Porcelain Sculpture

Many of my friends know how much I love Lladro’s high porcelain figurines. Their porcelain is famous world-wide for being one of the best there is. One day, I hope to follow their footprints onto the same artistic path. So where has my journey taken me now? I’ve come across one certain city: Jingdezheng. It is the undisputed porcelain capital of Asia, housing hundreds of independent craftsmen, moldmakers and glaze artists. The natural surroundings themselves, add to the tranquil inspiration for many local and international ceramic artists who take up monthly residencies there at the many workshops.

I'm currently admiring all the works and research that the residency does there. China, of course is the pioneer when it comes to porcelain, even in historical timelines. I'm pondering on a possible trip in the near future so that I can learn from some of the world's best in the field and apply my own abstract style to this wonderful medium.

This city’s porcelain has been famously described to be as thin as paper, as white as jade, as bright as a mirror, and as resounding as a bell. Producing both hard and soft-paste porcelain, the famous Chinese
heritage is known for its many significant achievements in the
manufactury of luxury and everyday items alike. A blue and white
porcelain jar from Jingdezhen (made during the Yuan Dynasty) was
auctioned off for the equivalent of 230,000,000 ( RMB) yuan in London,
UK in July 12, 2005. A little piece of trivia: this deal was the
highest price achieved by one piece of porcelain in the history of all
porcelain auctions of the world.

Another majestic place I was able to stumble upon in my research, was the European city of Herend. Located near the city of Veszprém in Hungary, Herend holds an esteemed reputation in the manufactury of fine, hand-painted porcelain.

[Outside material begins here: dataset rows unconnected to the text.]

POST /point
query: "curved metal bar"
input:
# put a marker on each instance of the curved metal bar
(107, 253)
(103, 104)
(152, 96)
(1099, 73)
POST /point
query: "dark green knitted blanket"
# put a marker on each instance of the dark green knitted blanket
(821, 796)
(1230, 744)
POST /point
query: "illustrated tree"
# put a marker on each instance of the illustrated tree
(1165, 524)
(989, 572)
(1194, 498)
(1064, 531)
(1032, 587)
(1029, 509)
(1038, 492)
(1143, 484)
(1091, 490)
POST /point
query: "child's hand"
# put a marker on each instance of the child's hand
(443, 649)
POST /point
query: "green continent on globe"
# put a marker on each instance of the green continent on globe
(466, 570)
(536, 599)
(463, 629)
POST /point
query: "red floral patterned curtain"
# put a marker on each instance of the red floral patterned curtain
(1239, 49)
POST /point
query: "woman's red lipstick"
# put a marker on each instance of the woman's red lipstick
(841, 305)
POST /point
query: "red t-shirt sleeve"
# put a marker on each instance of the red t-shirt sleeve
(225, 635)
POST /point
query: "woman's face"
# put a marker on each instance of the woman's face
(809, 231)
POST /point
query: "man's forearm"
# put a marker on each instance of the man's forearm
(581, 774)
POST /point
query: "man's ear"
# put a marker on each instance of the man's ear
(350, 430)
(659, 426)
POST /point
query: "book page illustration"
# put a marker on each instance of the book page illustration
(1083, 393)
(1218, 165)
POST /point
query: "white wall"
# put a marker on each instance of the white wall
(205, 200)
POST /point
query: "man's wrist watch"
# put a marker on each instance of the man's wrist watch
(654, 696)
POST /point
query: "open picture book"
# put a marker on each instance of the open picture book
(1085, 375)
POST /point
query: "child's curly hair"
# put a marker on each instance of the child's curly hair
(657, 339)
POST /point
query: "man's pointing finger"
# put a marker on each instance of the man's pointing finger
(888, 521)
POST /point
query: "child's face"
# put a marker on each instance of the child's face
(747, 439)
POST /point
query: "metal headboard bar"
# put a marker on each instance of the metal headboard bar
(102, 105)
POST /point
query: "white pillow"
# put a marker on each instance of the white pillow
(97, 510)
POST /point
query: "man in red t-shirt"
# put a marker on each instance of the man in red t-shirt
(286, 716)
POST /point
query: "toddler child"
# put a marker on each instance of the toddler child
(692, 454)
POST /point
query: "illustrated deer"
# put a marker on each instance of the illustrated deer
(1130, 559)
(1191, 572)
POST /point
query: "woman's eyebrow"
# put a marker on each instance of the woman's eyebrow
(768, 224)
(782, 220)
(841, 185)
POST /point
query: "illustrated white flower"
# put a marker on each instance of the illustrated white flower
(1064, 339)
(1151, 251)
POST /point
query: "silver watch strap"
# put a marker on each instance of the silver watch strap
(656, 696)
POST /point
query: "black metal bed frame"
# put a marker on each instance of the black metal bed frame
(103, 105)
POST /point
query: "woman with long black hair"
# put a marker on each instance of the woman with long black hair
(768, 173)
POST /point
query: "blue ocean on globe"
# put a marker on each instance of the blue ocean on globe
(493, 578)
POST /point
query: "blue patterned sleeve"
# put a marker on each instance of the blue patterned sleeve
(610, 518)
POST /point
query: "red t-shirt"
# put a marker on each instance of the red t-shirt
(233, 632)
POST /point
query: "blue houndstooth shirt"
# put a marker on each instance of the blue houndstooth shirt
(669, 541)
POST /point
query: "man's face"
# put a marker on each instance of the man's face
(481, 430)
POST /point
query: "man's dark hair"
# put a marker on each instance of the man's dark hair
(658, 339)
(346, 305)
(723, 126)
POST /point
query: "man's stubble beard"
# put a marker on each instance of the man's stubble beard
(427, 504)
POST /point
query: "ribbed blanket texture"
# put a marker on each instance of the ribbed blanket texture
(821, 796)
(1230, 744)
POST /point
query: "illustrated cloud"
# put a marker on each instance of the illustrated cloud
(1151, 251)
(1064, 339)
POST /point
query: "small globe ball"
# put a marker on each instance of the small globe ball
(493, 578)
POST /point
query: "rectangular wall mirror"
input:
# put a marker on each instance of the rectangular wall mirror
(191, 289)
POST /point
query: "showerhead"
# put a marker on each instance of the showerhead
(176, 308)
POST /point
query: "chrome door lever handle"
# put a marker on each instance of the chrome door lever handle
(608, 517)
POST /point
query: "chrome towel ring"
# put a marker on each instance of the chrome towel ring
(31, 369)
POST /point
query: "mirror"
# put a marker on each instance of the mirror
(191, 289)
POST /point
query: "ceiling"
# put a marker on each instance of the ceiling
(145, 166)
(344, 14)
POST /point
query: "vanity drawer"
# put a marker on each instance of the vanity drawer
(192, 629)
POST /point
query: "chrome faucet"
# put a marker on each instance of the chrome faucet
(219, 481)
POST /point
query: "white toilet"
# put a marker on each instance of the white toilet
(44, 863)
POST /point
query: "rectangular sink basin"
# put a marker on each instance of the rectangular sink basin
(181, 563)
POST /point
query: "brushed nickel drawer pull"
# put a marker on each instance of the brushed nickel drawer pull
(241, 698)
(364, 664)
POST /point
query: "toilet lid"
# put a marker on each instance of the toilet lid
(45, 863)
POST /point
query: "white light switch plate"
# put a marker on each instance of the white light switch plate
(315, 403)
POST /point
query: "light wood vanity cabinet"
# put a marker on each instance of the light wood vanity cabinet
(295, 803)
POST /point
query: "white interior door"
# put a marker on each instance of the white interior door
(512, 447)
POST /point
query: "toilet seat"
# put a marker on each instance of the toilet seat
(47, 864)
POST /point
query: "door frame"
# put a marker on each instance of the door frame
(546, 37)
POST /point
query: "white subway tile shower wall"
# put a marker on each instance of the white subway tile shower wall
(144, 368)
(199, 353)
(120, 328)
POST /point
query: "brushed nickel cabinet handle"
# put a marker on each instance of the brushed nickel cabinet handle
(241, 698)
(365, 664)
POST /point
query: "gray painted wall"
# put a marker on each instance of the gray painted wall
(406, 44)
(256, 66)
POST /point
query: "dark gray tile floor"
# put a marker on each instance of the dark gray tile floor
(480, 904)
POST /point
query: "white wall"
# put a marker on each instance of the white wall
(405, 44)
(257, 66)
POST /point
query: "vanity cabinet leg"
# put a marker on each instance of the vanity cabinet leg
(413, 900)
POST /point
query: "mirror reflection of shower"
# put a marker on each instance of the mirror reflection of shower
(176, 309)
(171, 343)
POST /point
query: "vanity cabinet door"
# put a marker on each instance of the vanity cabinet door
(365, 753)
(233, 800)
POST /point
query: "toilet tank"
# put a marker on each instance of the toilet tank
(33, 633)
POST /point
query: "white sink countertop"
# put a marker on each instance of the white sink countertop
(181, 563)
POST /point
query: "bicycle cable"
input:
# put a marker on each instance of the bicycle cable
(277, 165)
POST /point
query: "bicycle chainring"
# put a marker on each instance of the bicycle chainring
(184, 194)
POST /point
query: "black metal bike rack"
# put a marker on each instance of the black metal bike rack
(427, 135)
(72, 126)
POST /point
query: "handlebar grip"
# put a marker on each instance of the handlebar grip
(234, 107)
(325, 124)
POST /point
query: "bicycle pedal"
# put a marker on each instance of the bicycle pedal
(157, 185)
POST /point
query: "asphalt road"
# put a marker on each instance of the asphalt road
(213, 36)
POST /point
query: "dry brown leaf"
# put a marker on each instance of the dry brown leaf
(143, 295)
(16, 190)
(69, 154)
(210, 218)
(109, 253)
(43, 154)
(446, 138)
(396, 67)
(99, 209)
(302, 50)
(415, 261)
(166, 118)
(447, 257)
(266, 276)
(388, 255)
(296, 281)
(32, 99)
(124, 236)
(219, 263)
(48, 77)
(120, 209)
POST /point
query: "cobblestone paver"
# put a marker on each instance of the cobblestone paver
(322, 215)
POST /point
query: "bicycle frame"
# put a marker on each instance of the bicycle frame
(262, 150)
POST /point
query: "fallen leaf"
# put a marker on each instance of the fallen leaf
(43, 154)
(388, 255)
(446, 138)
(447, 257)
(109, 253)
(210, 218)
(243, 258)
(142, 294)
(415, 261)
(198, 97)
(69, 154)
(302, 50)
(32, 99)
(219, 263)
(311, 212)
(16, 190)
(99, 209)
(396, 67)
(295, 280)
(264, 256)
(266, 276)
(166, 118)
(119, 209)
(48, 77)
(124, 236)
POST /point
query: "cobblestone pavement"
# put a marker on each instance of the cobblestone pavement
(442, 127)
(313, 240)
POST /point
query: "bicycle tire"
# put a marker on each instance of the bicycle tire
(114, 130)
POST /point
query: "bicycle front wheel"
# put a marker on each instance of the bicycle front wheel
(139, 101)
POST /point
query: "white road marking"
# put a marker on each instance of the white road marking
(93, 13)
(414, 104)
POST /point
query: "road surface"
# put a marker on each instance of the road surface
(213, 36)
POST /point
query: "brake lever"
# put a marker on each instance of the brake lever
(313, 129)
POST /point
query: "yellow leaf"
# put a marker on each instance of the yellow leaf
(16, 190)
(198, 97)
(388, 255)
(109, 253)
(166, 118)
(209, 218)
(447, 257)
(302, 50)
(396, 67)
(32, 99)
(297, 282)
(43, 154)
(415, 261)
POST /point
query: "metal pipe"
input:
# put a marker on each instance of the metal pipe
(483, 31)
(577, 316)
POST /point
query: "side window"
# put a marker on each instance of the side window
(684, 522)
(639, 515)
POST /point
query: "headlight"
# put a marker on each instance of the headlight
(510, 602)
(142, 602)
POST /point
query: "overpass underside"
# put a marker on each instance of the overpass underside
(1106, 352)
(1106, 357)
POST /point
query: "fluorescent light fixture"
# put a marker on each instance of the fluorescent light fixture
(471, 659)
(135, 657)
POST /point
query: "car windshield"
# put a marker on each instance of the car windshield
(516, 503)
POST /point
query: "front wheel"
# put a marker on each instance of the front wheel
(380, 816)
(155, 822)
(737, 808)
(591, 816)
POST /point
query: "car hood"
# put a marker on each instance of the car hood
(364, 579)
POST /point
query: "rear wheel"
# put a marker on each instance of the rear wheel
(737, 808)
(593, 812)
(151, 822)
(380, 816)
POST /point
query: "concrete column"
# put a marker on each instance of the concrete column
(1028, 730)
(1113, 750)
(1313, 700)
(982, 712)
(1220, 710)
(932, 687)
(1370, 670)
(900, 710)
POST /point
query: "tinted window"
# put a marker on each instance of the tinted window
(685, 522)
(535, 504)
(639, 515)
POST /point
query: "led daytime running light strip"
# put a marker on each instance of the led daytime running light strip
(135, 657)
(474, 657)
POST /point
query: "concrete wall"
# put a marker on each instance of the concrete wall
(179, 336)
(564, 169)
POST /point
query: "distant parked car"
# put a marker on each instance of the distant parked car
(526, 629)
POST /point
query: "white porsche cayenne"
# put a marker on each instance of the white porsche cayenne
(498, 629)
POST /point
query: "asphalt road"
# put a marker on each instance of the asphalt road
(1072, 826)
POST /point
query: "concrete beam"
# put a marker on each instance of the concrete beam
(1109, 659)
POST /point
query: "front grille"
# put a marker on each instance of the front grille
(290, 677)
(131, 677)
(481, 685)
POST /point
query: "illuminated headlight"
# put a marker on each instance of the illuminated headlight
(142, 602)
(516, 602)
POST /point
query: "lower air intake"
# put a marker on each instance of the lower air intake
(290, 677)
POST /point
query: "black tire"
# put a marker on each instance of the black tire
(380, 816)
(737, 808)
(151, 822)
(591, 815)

Being the counterpart of Jingdezhen in the West, Herend’s famous porcelain has spread the world over with its lustrous beauty and development, all crafted and retouched by the artisans who call the city home. This destination is a bit farther than the Asian porcelain city, however the curiosity of a visit struck me pretty close. I bet it would be a great place to travel for collectors and artists alike, being that the output of art in their area manifests in a great quality like no other. Hard-paste porcelain is used to commit to historically acclaimed patterns named after some of Herend’s very first elite patrons; Viktória, Esterházy, and Batthyány. Many of their bisque pieces are unique to the luxury of aristocracy and nobility, being painted and trimmed with gold in elegant design stencils. In 1964, Herend opened its own Porcelain Museum, which represents the city’s history in the manufacturing and decoration of the medium. It won the award for Hungary’s museum of the year in 2002. Design artists, wheel potters, painters and mold-makers alike find this place to be a lasting and long term place to develop their craft.